The AF-QM/MM Method for NMR Chemical Shift Calculation of the Protein-Ligand Complex
In the AF-QM/MM approach (He et al., 2009, 2014; Zhu et al., 2012, 2013; Swails et al., 2015; Jin et al., 2016), the apo protein is divided into individual residue by cutting through the peptide bonds. The number of fragments is the same as the number of residues in the protein. Each fragment contains a core region (each amino acid) in the protein, and the buffer region which contains the nearby residues surrounding the core region. Both the core and buffer regions are treated with quantum mechanics (QM) while the residues outside the buffer region are described by molecular mechanics (MM). The details for the definition of the buffer regions are described in our previous work (He et al., 2009; Zhu et al., 2012, 2013). For the holo protein studied in this work, we developed the fragmentation scheme for the ligand and its surrounding protein residues. As shown in Figure 1, we also divided the chromophore into three parts by cutting the C-O single bond. Fragment 1 contains the naphthoate group, fragment 2 includes the enediyne ring and fragment 3 has the aminosugar group, respectively. For each fragment of the ligand (taken as each core region), the rest part of the ligand and the protein residues surrounding the core region (each fragment of the ligand) are taken as the buffer region (see Figure 1). The distance criteria for selecting the buffer region for each fragment of the ligand is the same as that for each residue in the protein.

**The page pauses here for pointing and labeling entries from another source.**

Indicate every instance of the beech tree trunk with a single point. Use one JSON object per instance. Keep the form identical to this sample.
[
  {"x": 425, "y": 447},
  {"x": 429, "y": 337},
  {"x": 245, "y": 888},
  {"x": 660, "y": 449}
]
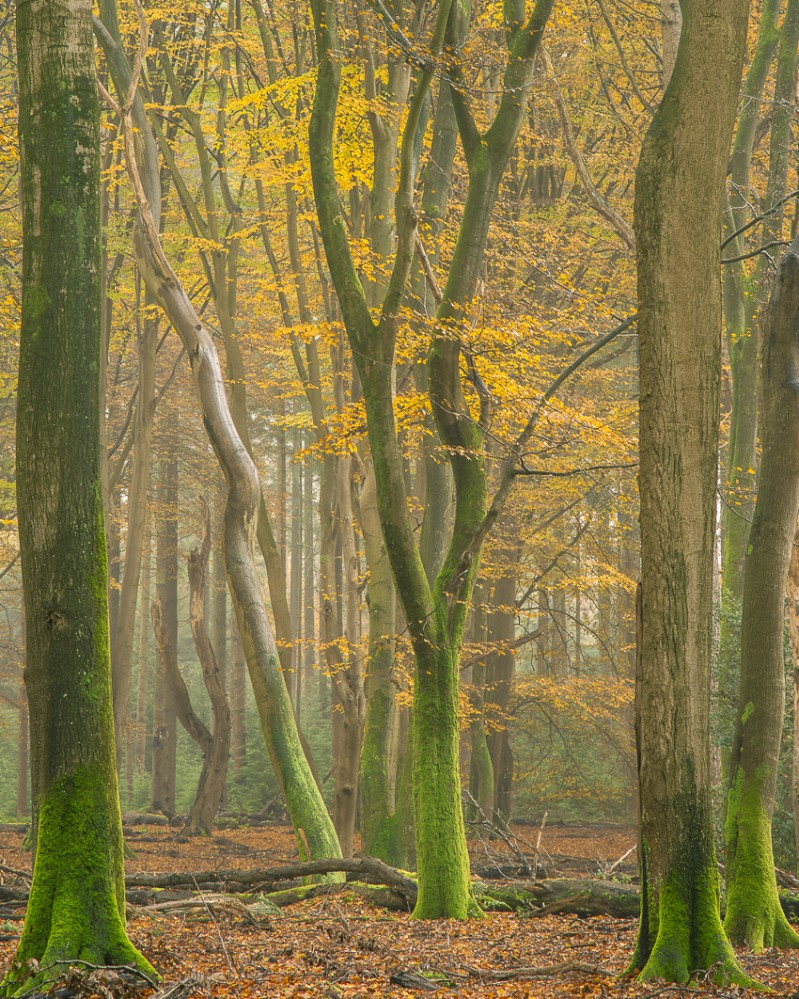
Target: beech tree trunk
[
  {"x": 314, "y": 831},
  {"x": 679, "y": 190},
  {"x": 435, "y": 614},
  {"x": 754, "y": 916},
  {"x": 76, "y": 909},
  {"x": 211, "y": 786}
]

Figure 1. The fragmentation scheme for the ligand in AF-QM/MM. (A) The ligand is divided into three fragments. Each fragment of the ligand is taken as the core region. The buffer region contains remaining part of the ligand and protein residues within the certain distance threshold from the core region (see the text for more details). The core and buffer regions are calculated at the QM level while rest of the system are described by embedding charges. (B) The definition of each core region of the chromophore. Fragment 1: the naphthoate group; fragment 2: the enediyne ring part; fragment 3: the aminosugar group. The buffer region has the same color as the core region.
In this study, we adopt the following distance-dependent criteria to include residues within the buffer region of each core region for ligand: (1) if a heavy atom of the residue is less than 3.5 Å away from any atom in the core region, (2) if the distance of a hydrogen atom of the residue is less than 3.0 Å away from any atom in the core region. The cutoff enables a sufficient size of the buffer region for the convergence of chemical shift calculations on the core region (Flaig et al., 2012). The remaining residues beyond the buffer region are described by embedding charges to account for the electrostatic field outside the QM region. The protein charges were obtained directly from the ff99SB force field. For assigning the buffer region for each residue (where each residue is defined as the core region), the ligand is treated as a whole molecule (non-fragmented), and the definition of the buffer region follows the same criteria as the apo protein. The dangling bonds are capped with hydrogen atoms for constructing the closed-shell fragment.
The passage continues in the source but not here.